From Magnus Hagander
Subject Re: [HACKERS] Proposal for changes to recovery.conf API
Date
Msg-id CABUevEw4AbWEd85ZeKxyZ+r+c1z9KQ96XUV_=i1akKhH45xeUg@mail.gmail.com
Whole thread Raw
In response to Re: [HACKERS] Proposal for changes to recovery.conf API  (Tom Lane <tgl@sss.pgh.pa.us>)
Responses Re: [HACKERS] Proposal for changes to recovery.conf API  (Bruce Momjian <bruce@momjian.us>)
List pgsql-hackers


On Sat, Dec 17, 2016 at 10:34 PM, Bruce Momjian <bruce@momjian.us> wrote:
On Sat, Dec 17, 2016 at 02:52:41PM +0100, Magnus Hagander wrote:
>     The point is that the documentation about the recovery.conf changes in
>     Postgres are only interesting to people migrating to Postgres 10, i.e.
>     this is not quality documentation for someone going from Postgres 10 to
>     Postgres 11.
>
>
>
> They will also be interesting to people going from 9.4 to 11, or from 9.3 to
> 12. Or from 9.5 to 13.
>
> They only become uninteresting when we stop supporting 9.6 which is the last
> version that didn't have that functionality. 

No, they become uninteresting to anyone who has passed Postgres 10.  I
would argue they are still required to be around even after we stop
supporting Postgres 9.6 because we know everyone will not upgrade off of
supported releases once we stop supporting them.  This means we can
effectively never remove the information.

This is true, but I think it's also safe to say that it's acceptable that if you are upgrading from an unsupported version you need to read more than one set of documentation -- one set to get to a supported one, and one get on from there.
 
Right now if you migrate from Postgres 8.0 to Postgres 9.6, all the
information you need is in the 9.6 documentation.  If you were to remove
migration details from 8.4 to 9.0 they would have to look at the 9.0
docs to get a full picture of how to migrate.

In fairness, all the information you need is definitely not in the documentation.

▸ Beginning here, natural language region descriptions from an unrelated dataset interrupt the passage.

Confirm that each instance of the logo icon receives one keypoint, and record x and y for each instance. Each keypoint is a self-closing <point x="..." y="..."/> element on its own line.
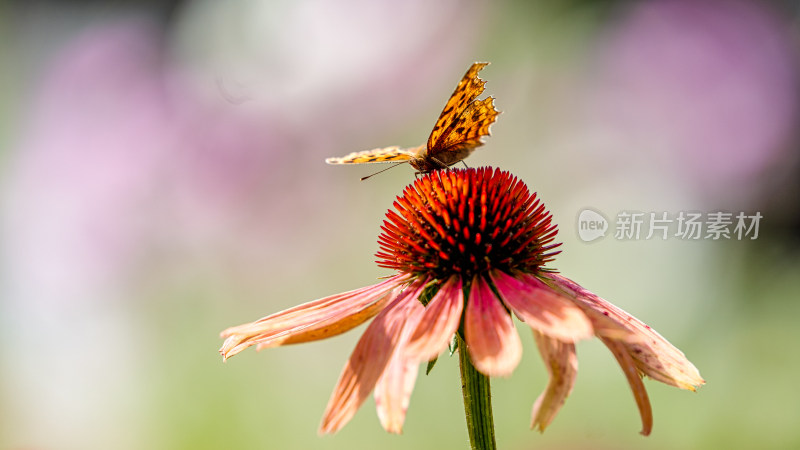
<point x="591" y="225"/>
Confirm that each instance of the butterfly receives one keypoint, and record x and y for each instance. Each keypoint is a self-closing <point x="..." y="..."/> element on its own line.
<point x="457" y="133"/>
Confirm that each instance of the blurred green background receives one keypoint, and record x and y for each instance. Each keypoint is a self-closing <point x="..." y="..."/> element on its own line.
<point x="162" y="178"/>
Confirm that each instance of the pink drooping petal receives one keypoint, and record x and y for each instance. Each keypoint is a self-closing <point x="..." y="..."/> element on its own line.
<point x="542" y="308"/>
<point x="439" y="322"/>
<point x="394" y="387"/>
<point x="654" y="356"/>
<point x="634" y="380"/>
<point x="393" y="391"/>
<point x="368" y="361"/>
<point x="562" y="365"/>
<point x="314" y="320"/>
<point x="492" y="340"/>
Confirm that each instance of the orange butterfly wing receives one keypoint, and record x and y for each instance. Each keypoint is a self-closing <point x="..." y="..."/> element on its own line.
<point x="377" y="155"/>
<point x="458" y="131"/>
<point x="463" y="122"/>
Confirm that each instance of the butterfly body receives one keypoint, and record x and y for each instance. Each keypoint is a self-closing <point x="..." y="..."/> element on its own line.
<point x="457" y="133"/>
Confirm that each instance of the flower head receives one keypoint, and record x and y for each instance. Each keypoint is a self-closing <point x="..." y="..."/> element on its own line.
<point x="471" y="244"/>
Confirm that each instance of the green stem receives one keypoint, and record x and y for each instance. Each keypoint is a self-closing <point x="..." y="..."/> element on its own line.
<point x="477" y="401"/>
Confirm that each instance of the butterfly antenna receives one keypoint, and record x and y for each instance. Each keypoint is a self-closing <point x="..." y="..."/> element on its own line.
<point x="383" y="170"/>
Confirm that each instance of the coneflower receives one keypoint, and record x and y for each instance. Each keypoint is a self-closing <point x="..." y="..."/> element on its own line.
<point x="469" y="248"/>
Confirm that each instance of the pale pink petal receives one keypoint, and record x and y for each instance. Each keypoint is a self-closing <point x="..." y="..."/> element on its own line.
<point x="314" y="320"/>
<point x="654" y="356"/>
<point x="492" y="340"/>
<point x="439" y="322"/>
<point x="394" y="387"/>
<point x="542" y="308"/>
<point x="393" y="391"/>
<point x="635" y="381"/>
<point x="562" y="365"/>
<point x="368" y="361"/>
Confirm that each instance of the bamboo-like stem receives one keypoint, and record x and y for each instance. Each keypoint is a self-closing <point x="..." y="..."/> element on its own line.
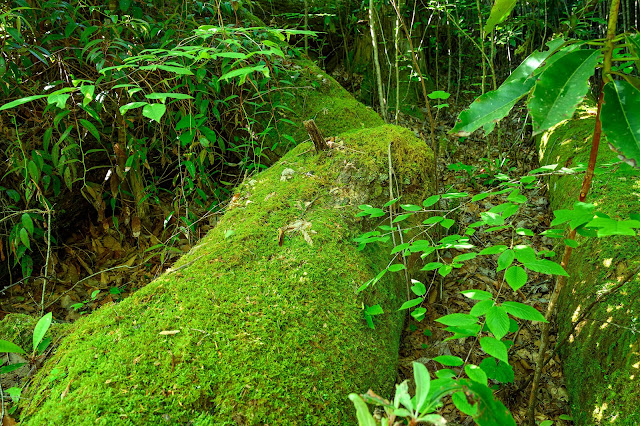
<point x="376" y="62"/>
<point x="586" y="185"/>
<point x="432" y="123"/>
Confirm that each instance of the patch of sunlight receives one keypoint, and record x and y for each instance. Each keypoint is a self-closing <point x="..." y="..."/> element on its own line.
<point x="576" y="313"/>
<point x="606" y="324"/>
<point x="598" y="412"/>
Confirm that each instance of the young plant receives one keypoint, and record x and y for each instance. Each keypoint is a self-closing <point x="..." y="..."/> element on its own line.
<point x="40" y="344"/>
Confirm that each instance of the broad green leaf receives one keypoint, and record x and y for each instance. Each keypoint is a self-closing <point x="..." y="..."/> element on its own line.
<point x="131" y="105"/>
<point x="164" y="96"/>
<point x="10" y="347"/>
<point x="27" y="222"/>
<point x="24" y="237"/>
<point x="634" y="46"/>
<point x="362" y="411"/>
<point x="476" y="373"/>
<point x="449" y="360"/>
<point x="499" y="12"/>
<point x="491" y="107"/>
<point x="396" y="267"/>
<point x="493" y="250"/>
<point x="533" y="62"/>
<point x="423" y="384"/>
<point x="431" y="200"/>
<point x="607" y="227"/>
<point x="546" y="267"/>
<point x="495" y="348"/>
<point x="411" y="303"/>
<point x="91" y="128"/>
<point x="560" y="88"/>
<point x="481" y="308"/>
<point x="524" y="253"/>
<point x="21" y="101"/>
<point x="458" y="319"/>
<point x="621" y="119"/>
<point x="516" y="277"/>
<point x="505" y="260"/>
<point x="498" y="321"/>
<point x="522" y="311"/>
<point x="154" y="111"/>
<point x="41" y="329"/>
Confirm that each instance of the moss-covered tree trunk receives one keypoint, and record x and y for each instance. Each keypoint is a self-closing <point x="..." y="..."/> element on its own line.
<point x="602" y="356"/>
<point x="260" y="323"/>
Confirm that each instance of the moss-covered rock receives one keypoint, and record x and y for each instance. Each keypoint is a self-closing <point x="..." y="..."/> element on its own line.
<point x="259" y="323"/>
<point x="602" y="357"/>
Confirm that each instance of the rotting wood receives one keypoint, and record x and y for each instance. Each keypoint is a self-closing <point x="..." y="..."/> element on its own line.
<point x="315" y="135"/>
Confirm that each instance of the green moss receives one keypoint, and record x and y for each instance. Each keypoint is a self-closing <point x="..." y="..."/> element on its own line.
<point x="267" y="333"/>
<point x="602" y="360"/>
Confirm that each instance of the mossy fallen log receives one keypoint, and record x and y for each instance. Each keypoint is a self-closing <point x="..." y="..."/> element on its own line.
<point x="259" y="323"/>
<point x="602" y="356"/>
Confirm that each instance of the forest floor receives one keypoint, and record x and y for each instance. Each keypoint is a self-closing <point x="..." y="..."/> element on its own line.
<point x="99" y="264"/>
<point x="470" y="165"/>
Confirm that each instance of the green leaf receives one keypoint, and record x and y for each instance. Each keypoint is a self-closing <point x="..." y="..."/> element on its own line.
<point x="24" y="237"/>
<point x="522" y="311"/>
<point x="411" y="303"/>
<point x="505" y="260"/>
<point x="21" y="101"/>
<point x="516" y="277"/>
<point x="621" y="121"/>
<point x="546" y="267"/>
<point x="458" y="319"/>
<point x="41" y="329"/>
<point x="491" y="107"/>
<point x="560" y="88"/>
<point x="431" y="201"/>
<point x="154" y="111"/>
<point x="164" y="96"/>
<point x="91" y="128"/>
<point x="608" y="226"/>
<point x="362" y="411"/>
<point x="524" y="253"/>
<point x="423" y="385"/>
<point x="498" y="321"/>
<point x="10" y="347"/>
<point x="495" y="348"/>
<point x="499" y="12"/>
<point x="493" y="250"/>
<point x="481" y="308"/>
<point x="27" y="222"/>
<point x="449" y="360"/>
<point x="396" y="267"/>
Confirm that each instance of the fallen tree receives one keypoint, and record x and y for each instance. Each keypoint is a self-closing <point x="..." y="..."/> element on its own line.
<point x="260" y="322"/>
<point x="596" y="326"/>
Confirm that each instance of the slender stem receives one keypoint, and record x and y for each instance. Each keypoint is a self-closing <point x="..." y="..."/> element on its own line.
<point x="432" y="123"/>
<point x="586" y="185"/>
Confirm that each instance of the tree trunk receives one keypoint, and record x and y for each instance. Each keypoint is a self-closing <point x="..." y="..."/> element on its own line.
<point x="260" y="323"/>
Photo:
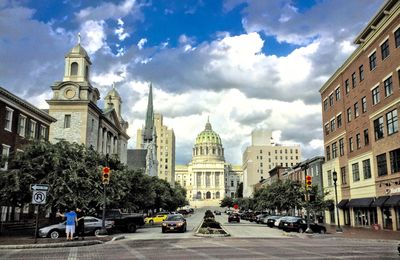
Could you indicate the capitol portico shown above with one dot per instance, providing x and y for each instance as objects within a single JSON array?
[{"x": 207, "y": 176}]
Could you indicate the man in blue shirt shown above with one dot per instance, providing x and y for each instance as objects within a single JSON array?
[{"x": 70, "y": 224}]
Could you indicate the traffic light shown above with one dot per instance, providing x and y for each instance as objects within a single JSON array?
[
  {"x": 308, "y": 181},
  {"x": 106, "y": 175}
]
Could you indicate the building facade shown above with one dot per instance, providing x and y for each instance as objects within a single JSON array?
[
  {"x": 208, "y": 178},
  {"x": 79, "y": 119},
  {"x": 20, "y": 123},
  {"x": 262, "y": 156},
  {"x": 360, "y": 104}
]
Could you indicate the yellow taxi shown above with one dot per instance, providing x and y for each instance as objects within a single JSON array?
[{"x": 156, "y": 219}]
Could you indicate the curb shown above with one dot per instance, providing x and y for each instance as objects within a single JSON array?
[{"x": 53, "y": 245}]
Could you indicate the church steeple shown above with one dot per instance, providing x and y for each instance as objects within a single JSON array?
[
  {"x": 77, "y": 64},
  {"x": 149, "y": 124}
]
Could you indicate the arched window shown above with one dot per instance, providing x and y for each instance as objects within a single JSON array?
[{"x": 74, "y": 68}]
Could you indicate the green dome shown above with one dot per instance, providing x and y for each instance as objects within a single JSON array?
[{"x": 208, "y": 136}]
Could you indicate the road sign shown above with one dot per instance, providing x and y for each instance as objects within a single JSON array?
[
  {"x": 39, "y": 197},
  {"x": 41, "y": 187}
]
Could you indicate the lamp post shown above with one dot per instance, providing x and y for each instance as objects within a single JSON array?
[
  {"x": 334, "y": 177},
  {"x": 308, "y": 230}
]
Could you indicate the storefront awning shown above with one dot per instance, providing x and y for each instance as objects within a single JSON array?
[
  {"x": 393, "y": 201},
  {"x": 379, "y": 201},
  {"x": 361, "y": 203},
  {"x": 343, "y": 204}
]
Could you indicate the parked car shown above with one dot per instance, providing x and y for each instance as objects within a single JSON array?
[
  {"x": 300, "y": 225},
  {"x": 92, "y": 227},
  {"x": 217, "y": 212},
  {"x": 157, "y": 218},
  {"x": 174, "y": 223},
  {"x": 270, "y": 220},
  {"x": 234, "y": 217}
]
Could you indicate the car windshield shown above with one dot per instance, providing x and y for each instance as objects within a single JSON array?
[{"x": 174, "y": 218}]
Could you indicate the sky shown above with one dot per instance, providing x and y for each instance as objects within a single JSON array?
[{"x": 245, "y": 64}]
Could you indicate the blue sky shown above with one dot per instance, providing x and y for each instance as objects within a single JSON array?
[{"x": 246, "y": 64}]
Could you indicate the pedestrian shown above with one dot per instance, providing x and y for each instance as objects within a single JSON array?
[
  {"x": 80, "y": 229},
  {"x": 70, "y": 225}
]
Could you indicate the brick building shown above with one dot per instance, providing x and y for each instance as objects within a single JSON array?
[{"x": 360, "y": 104}]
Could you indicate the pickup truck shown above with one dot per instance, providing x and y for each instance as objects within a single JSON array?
[{"x": 127, "y": 222}]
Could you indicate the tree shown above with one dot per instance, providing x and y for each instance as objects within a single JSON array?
[{"x": 226, "y": 202}]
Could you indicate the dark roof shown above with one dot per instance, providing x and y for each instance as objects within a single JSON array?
[
  {"x": 393, "y": 201},
  {"x": 361, "y": 203},
  {"x": 379, "y": 201},
  {"x": 136, "y": 159},
  {"x": 343, "y": 204},
  {"x": 26, "y": 105}
]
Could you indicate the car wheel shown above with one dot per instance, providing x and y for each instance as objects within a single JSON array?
[
  {"x": 54, "y": 234},
  {"x": 132, "y": 228},
  {"x": 97, "y": 232}
]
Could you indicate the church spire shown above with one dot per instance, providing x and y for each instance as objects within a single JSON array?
[{"x": 149, "y": 124}]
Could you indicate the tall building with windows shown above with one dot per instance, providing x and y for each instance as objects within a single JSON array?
[
  {"x": 79, "y": 118},
  {"x": 360, "y": 104},
  {"x": 208, "y": 178},
  {"x": 262, "y": 156}
]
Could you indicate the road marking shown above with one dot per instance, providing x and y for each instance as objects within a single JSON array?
[
  {"x": 191, "y": 250},
  {"x": 133, "y": 252},
  {"x": 73, "y": 253}
]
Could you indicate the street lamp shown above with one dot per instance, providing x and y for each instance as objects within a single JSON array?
[{"x": 334, "y": 177}]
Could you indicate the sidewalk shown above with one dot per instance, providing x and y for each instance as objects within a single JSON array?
[{"x": 363, "y": 233}]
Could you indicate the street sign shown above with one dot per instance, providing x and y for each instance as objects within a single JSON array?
[
  {"x": 41, "y": 187},
  {"x": 39, "y": 197}
]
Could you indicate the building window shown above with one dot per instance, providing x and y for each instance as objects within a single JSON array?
[
  {"x": 391, "y": 121},
  {"x": 349, "y": 115},
  {"x": 361, "y": 72},
  {"x": 334, "y": 150},
  {"x": 381, "y": 164},
  {"x": 397, "y": 38},
  {"x": 378, "y": 126},
  {"x": 74, "y": 69},
  {"x": 8, "y": 119},
  {"x": 328, "y": 153},
  {"x": 337, "y": 93},
  {"x": 22, "y": 125},
  {"x": 339, "y": 120},
  {"x": 375, "y": 96},
  {"x": 372, "y": 61},
  {"x": 366, "y": 137},
  {"x": 67, "y": 121},
  {"x": 32, "y": 130},
  {"x": 356, "y": 112},
  {"x": 353, "y": 79},
  {"x": 364, "y": 104},
  {"x": 332, "y": 125},
  {"x": 341, "y": 147},
  {"x": 351, "y": 147},
  {"x": 43, "y": 131},
  {"x": 388, "y": 85},
  {"x": 343, "y": 174},
  {"x": 356, "y": 172},
  {"x": 395, "y": 161},
  {"x": 358, "y": 141},
  {"x": 4, "y": 155},
  {"x": 385, "y": 49}
]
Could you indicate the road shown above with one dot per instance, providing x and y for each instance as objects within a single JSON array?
[{"x": 248, "y": 241}]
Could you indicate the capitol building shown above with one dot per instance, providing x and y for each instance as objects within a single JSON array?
[{"x": 208, "y": 178}]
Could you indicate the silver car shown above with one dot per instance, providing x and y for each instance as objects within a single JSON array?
[{"x": 92, "y": 226}]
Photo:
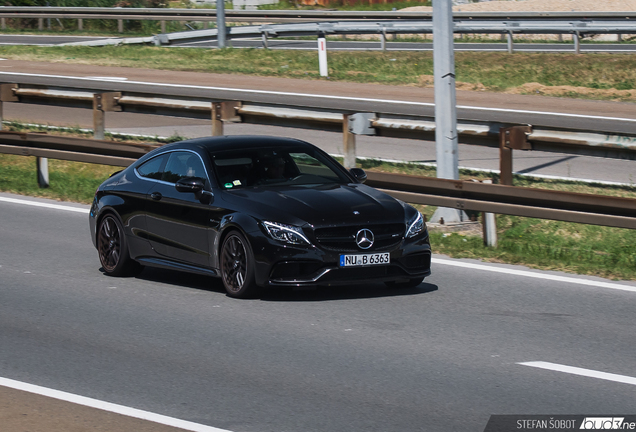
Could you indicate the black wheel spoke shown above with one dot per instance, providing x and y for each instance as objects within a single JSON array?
[{"x": 234, "y": 266}]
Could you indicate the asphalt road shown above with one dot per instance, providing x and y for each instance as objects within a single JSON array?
[{"x": 441, "y": 357}]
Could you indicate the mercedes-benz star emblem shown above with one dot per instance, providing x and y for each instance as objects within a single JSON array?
[{"x": 364, "y": 238}]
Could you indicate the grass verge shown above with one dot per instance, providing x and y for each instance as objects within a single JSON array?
[
  {"x": 591, "y": 76},
  {"x": 552, "y": 245}
]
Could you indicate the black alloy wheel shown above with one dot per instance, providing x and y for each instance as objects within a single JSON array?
[
  {"x": 112, "y": 248},
  {"x": 237, "y": 266}
]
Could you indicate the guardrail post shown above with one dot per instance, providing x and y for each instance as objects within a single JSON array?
[
  {"x": 352, "y": 125},
  {"x": 489, "y": 226},
  {"x": 224, "y": 112},
  {"x": 511, "y": 138},
  {"x": 6, "y": 95},
  {"x": 322, "y": 55},
  {"x": 103, "y": 102},
  {"x": 43, "y": 171},
  {"x": 577, "y": 42},
  {"x": 349, "y": 143},
  {"x": 217, "y": 122}
]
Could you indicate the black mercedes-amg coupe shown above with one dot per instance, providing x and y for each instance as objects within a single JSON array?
[{"x": 256, "y": 211}]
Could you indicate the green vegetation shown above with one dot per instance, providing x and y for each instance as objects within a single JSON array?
[
  {"x": 602, "y": 76},
  {"x": 553, "y": 245}
]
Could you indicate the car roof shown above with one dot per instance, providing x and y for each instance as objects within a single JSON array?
[{"x": 238, "y": 142}]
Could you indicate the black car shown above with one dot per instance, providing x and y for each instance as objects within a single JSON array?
[{"x": 256, "y": 211}]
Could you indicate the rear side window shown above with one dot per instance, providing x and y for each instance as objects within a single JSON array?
[
  {"x": 183, "y": 164},
  {"x": 152, "y": 168}
]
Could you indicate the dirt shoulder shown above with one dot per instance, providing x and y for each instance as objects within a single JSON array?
[{"x": 341, "y": 89}]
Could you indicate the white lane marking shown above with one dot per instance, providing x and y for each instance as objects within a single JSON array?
[
  {"x": 45, "y": 205},
  {"x": 107, "y": 406},
  {"x": 348, "y": 98},
  {"x": 110, "y": 78},
  {"x": 536, "y": 275},
  {"x": 582, "y": 372}
]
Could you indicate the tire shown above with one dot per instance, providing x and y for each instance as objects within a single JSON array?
[
  {"x": 411, "y": 283},
  {"x": 237, "y": 266},
  {"x": 113, "y": 248}
]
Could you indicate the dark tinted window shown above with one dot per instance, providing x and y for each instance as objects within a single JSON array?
[
  {"x": 152, "y": 168},
  {"x": 183, "y": 164},
  {"x": 285, "y": 166}
]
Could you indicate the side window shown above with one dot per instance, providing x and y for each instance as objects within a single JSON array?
[
  {"x": 309, "y": 165},
  {"x": 183, "y": 164},
  {"x": 152, "y": 168}
]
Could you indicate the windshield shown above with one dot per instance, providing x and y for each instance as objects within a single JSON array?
[{"x": 273, "y": 166}]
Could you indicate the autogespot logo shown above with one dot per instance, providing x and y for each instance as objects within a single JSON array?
[
  {"x": 364, "y": 238},
  {"x": 602, "y": 423}
]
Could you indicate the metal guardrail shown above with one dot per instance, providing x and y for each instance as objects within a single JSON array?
[
  {"x": 463, "y": 195},
  {"x": 507, "y": 137},
  {"x": 502, "y": 198},
  {"x": 282, "y": 15},
  {"x": 337, "y": 23},
  {"x": 384, "y": 28}
]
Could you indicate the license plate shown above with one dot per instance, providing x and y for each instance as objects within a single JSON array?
[{"x": 364, "y": 260}]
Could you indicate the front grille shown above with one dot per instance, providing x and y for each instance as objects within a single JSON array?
[
  {"x": 343, "y": 239},
  {"x": 417, "y": 261}
]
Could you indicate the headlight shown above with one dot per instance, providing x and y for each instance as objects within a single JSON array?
[
  {"x": 416, "y": 226},
  {"x": 285, "y": 233}
]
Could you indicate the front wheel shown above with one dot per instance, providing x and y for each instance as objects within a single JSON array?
[
  {"x": 113, "y": 248},
  {"x": 237, "y": 266}
]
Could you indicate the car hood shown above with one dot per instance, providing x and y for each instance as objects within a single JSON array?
[{"x": 319, "y": 205}]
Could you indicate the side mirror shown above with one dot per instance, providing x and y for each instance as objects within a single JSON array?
[
  {"x": 359, "y": 174},
  {"x": 190, "y": 184}
]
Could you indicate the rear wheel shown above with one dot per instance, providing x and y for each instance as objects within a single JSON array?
[
  {"x": 410, "y": 283},
  {"x": 237, "y": 266},
  {"x": 113, "y": 248}
]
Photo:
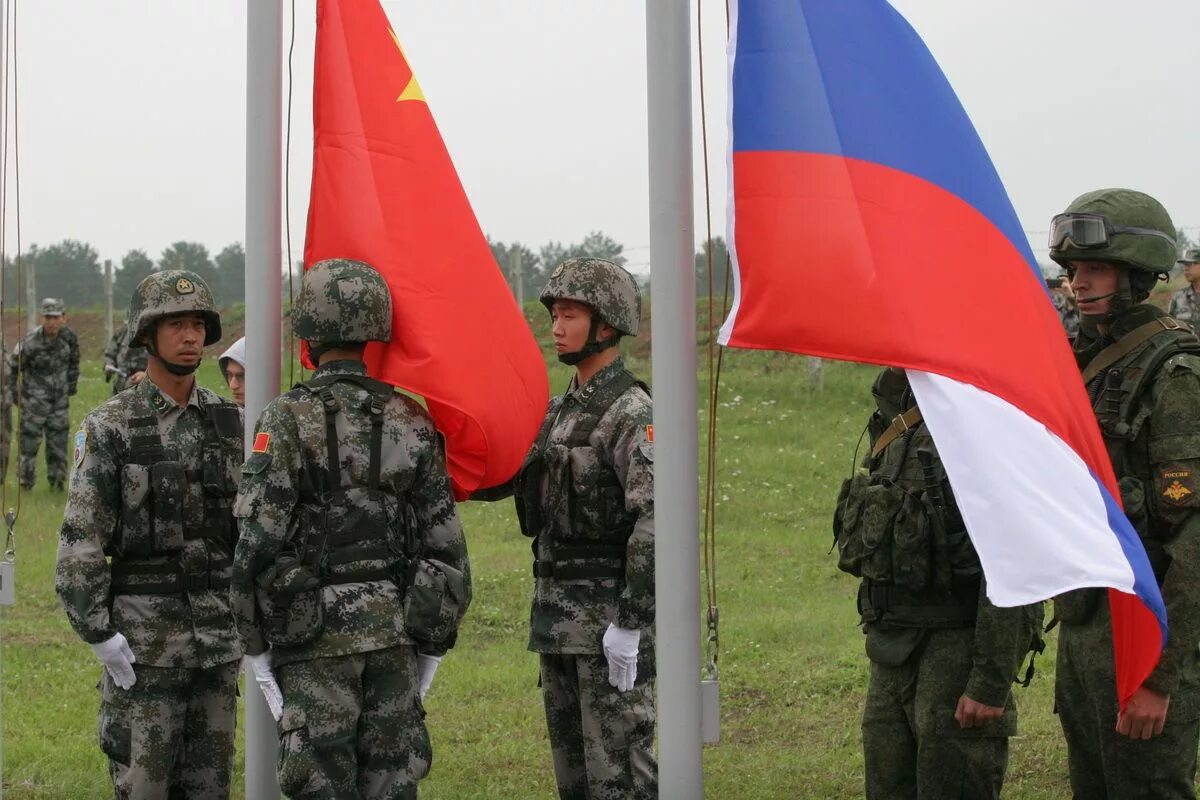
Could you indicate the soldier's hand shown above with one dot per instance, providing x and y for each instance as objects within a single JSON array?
[
  {"x": 118, "y": 659},
  {"x": 1145, "y": 714},
  {"x": 973, "y": 714}
]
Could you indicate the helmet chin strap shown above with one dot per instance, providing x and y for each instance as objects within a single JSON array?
[{"x": 591, "y": 348}]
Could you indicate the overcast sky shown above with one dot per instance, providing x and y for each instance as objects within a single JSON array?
[{"x": 132, "y": 112}]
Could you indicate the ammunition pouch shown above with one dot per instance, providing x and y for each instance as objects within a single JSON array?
[
  {"x": 436, "y": 601},
  {"x": 289, "y": 599}
]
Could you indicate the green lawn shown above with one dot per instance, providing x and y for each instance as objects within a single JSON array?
[{"x": 791, "y": 655}]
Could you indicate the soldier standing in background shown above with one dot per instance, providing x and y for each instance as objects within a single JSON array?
[
  {"x": 940, "y": 707},
  {"x": 1143, "y": 372},
  {"x": 586, "y": 495},
  {"x": 45, "y": 373},
  {"x": 351, "y": 576},
  {"x": 125, "y": 364},
  {"x": 155, "y": 477},
  {"x": 1186, "y": 302}
]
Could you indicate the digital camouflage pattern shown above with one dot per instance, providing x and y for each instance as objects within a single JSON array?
[
  {"x": 364, "y": 659},
  {"x": 177, "y": 716},
  {"x": 1131, "y": 209},
  {"x": 353, "y": 727},
  {"x": 150, "y": 519},
  {"x": 931, "y": 633},
  {"x": 1153, "y": 439},
  {"x": 45, "y": 373},
  {"x": 600, "y": 284},
  {"x": 123, "y": 355},
  {"x": 603, "y": 740},
  {"x": 1186, "y": 307},
  {"x": 172, "y": 292},
  {"x": 342, "y": 300}
]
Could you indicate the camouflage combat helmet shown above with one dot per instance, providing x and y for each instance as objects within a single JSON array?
[
  {"x": 600, "y": 284},
  {"x": 342, "y": 301},
  {"x": 1140, "y": 233},
  {"x": 172, "y": 292},
  {"x": 53, "y": 307}
]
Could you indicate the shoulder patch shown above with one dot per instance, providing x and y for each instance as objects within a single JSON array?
[
  {"x": 1177, "y": 486},
  {"x": 81, "y": 446}
]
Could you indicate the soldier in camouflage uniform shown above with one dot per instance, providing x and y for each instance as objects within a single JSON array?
[
  {"x": 145, "y": 554},
  {"x": 45, "y": 372},
  {"x": 1143, "y": 373},
  {"x": 586, "y": 494},
  {"x": 351, "y": 575},
  {"x": 125, "y": 364},
  {"x": 1186, "y": 302},
  {"x": 940, "y": 707}
]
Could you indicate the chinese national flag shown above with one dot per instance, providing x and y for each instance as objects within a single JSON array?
[{"x": 385, "y": 192}]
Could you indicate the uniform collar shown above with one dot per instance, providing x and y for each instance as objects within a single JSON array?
[
  {"x": 160, "y": 401},
  {"x": 603, "y": 377}
]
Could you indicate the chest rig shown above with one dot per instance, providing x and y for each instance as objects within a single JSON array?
[
  {"x": 157, "y": 519},
  {"x": 575, "y": 546},
  {"x": 352, "y": 533}
]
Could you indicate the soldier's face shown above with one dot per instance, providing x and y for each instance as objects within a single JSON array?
[
  {"x": 1097, "y": 280},
  {"x": 180, "y": 338},
  {"x": 235, "y": 376}
]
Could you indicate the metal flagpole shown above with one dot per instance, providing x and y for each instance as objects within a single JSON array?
[
  {"x": 264, "y": 214},
  {"x": 673, "y": 352}
]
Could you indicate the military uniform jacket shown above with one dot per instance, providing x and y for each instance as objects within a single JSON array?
[
  {"x": 45, "y": 370},
  {"x": 1155, "y": 446},
  {"x": 570, "y": 615},
  {"x": 912, "y": 584},
  {"x": 193, "y": 627},
  {"x": 289, "y": 455},
  {"x": 1186, "y": 307}
]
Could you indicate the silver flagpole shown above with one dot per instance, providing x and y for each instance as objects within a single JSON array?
[
  {"x": 673, "y": 350},
  {"x": 264, "y": 214}
]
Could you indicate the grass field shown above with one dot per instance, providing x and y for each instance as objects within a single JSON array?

You have all the release notes, that is true. But for a lot of people and in the case of a lot of features, that is not at all enough information. But it's true in the sense that it's just as much information as you would've had if you'd done the incremental steps of upgrading, because we didn't purge anything.

 
Again, I am fine putting this as a subsection of the release notes, but
let's not pretend it is some extra section we can remove in five years.

Depends on what we decide to do about it, but sure, it could certainly turn into another section that we keep around (whether as part of the release notes, or as a separate "upgrade steps" section or something).